Seminar Course: Large Language Models: Building Blocks, Training, and Control (IN2107, IN4816)
| Lecturer (assistant) | |
|---|---|
| Number | 0000002186 |
| Type | seminar |
| Duration | 2 SWS |
| Term | Sommersemester 2026 |
| Language of instruction | English |
| Position within curricula | See TUMonline |
- 04.02.2026 14:00-15:00 01.12.035, Seminarraum , https://teams.microsoft.com/meet/34707632941688?p=360VVgc6Z3QSbflNaT
- 15.04.2026 14:00-18:00 01.10.011, Seminarraum (Inf. 18/19
- 16.04.2026 08:00-12:00 01.10.011, Seminarraum (Inf. 18/19
- 17.04.2026 12:00-18:00 01.10.011, Seminarraum (Inf. 18/19
Preliminary Session:
The preliminary session will take place online on Wednesday, the 04.02.2026, at 2:00pm. Join the session online with the meeting details below:
Microsoft Teams meeting
Join: https://teams.microsoft.com/meet/34707632941688?p=360VVgc6Z3QSbflNaT
Meeting ID: 347 076 329 416 88
Passcode: Gm7H3Rf2
Introduction:
Large Language Models (LLMs) have rapidly become the cornerstone of modern artificial intelligence, driving advances in language understanding, reasoning, and creativity across research and industry. Their development reflects a broader shift toward general-purpose systems that learn from massive datasets and exhibit increasingly complex capabilities. Understanding how these models are built, trained, and optimized is essential for anyone seeking to engage with today’s AI ecosystem—whether as a researcher, engineer, or critical observer of emerging technologies.

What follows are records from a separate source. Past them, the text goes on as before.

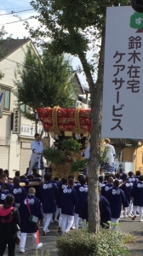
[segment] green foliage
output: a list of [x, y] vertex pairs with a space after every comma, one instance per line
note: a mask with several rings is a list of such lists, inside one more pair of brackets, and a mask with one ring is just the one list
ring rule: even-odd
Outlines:
[[15, 72], [14, 93], [19, 106], [26, 104], [33, 109], [72, 106], [72, 68], [68, 59], [53, 56], [49, 50], [43, 50], [39, 56], [31, 45], [25, 53], [23, 64]]
[[82, 144], [79, 143], [77, 140], [74, 140], [72, 137], [67, 140], [64, 139], [61, 143], [61, 148], [66, 151], [79, 152], [81, 147]]
[[[4, 56], [3, 53], [3, 37], [7, 34], [4, 26], [2, 26], [0, 29], [0, 60]], [[0, 71], [0, 79], [2, 79], [4, 77], [4, 74]]]
[[87, 166], [88, 162], [89, 160], [87, 159], [72, 162], [71, 165], [71, 172], [78, 172], [79, 170], [83, 170]]
[[66, 161], [66, 155], [62, 150], [52, 148], [44, 149], [43, 154], [45, 159], [54, 164], [64, 164]]
[[47, 251], [47, 252], [42, 251], [41, 253], [39, 253], [37, 250], [36, 250], [35, 255], [36, 255], [36, 256], [49, 256], [50, 253], [49, 253], [49, 251]]
[[[130, 27], [135, 29], [141, 29], [143, 28], [143, 22], [142, 22], [143, 14], [134, 12], [133, 15], [130, 17]], [[136, 20], [139, 19], [140, 22], [136, 23]]]
[[59, 256], [123, 256], [129, 254], [123, 244], [125, 234], [119, 230], [101, 229], [98, 234], [74, 230], [57, 239]]

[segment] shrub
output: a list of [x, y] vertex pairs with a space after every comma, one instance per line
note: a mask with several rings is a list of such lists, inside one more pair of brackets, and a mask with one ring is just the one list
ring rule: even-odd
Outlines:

This seminar provides a deep, structured exploration of LLMs, from foundational principles and model architectures to training methodologies and computational challenges. Students will learn how innovations in attention mechanisms, large-scale optimization, and efficiency techniques shape the performance and scalability of current systems. By connecting theory with practice, the course equips participants with the knowledge to analyze, evaluate, and contribute to ongoing developments in large-scale AI, preparing them to navigate one of the most transformative areas of contemporary computing.
Seminar Topics (Summer 2026):
Some topics can change from one year to another.
1. Foundations of Large Language Models
1.1 Defining an LLM
Large Language Models (LLMs) have revolutionized natural language processing and artificial intelligence at large. This topic introduces their conceptual foundations: how they function as conditional generative models, the evolution from traditional NLP to large-scale language modeling, and the business and research motivations that have shaped their rise. Students will gain a clear understanding of what distinguishes LLMs from earlier approaches and how they fit into the broader deep learning landscape. Further, we will observe trends in LLM development and explain how recent innovations fit into the LLM ecosystem.
2. LLM Building Blocks
2.1 The Standard Transformer
This topic provides an in-depth overview of the transformer architecture that underlies nearly all modern LLMs. It covers the essential components (tokenization, embeddings, positional encodings, attention, normalization, and feed-forward layers) explaining how they interact to model dependencies.
2.2 Advanced Building Blocks
Modern LLMs incorporate numerous refinements to improve scalability, efficiency, and expressiveness. This topic explores advanced attention mechanisms, including head- and query-sharing variants (MHA, MQA, GQA), linear and sparse attention methods (FlashAttention, Native Sparse Attention), and long-context strategies such as chunked or windowed attention. Students will also study conditional computation through Mixture-of-Experts (MoE) and routing architectures, highlighting how these techniques push model capacity and efficiency boundaries.
3 LLM Training
3.1 Training Setup
Before training begins, significant effort goes into data collection, curation, and system design. This topic introduces the full training pipeline, from dataset assembly and preprocessing to benchmarking, training frameworks, and compute planning. Students will examine how large-scale training is orchestrated in practice, including practical challenges around evaluation, data quality, and reproducibility.
3.2 Pre-Training
Pre-training constitutes the foundational learning stage for any LLM. This topic explores the optimization processes, objectives, and techniques that enable models to acquire broad linguistic and world knowledge. Students will learn about initialization strategies, loss functions, optimizers, regularization methods, and scheduling.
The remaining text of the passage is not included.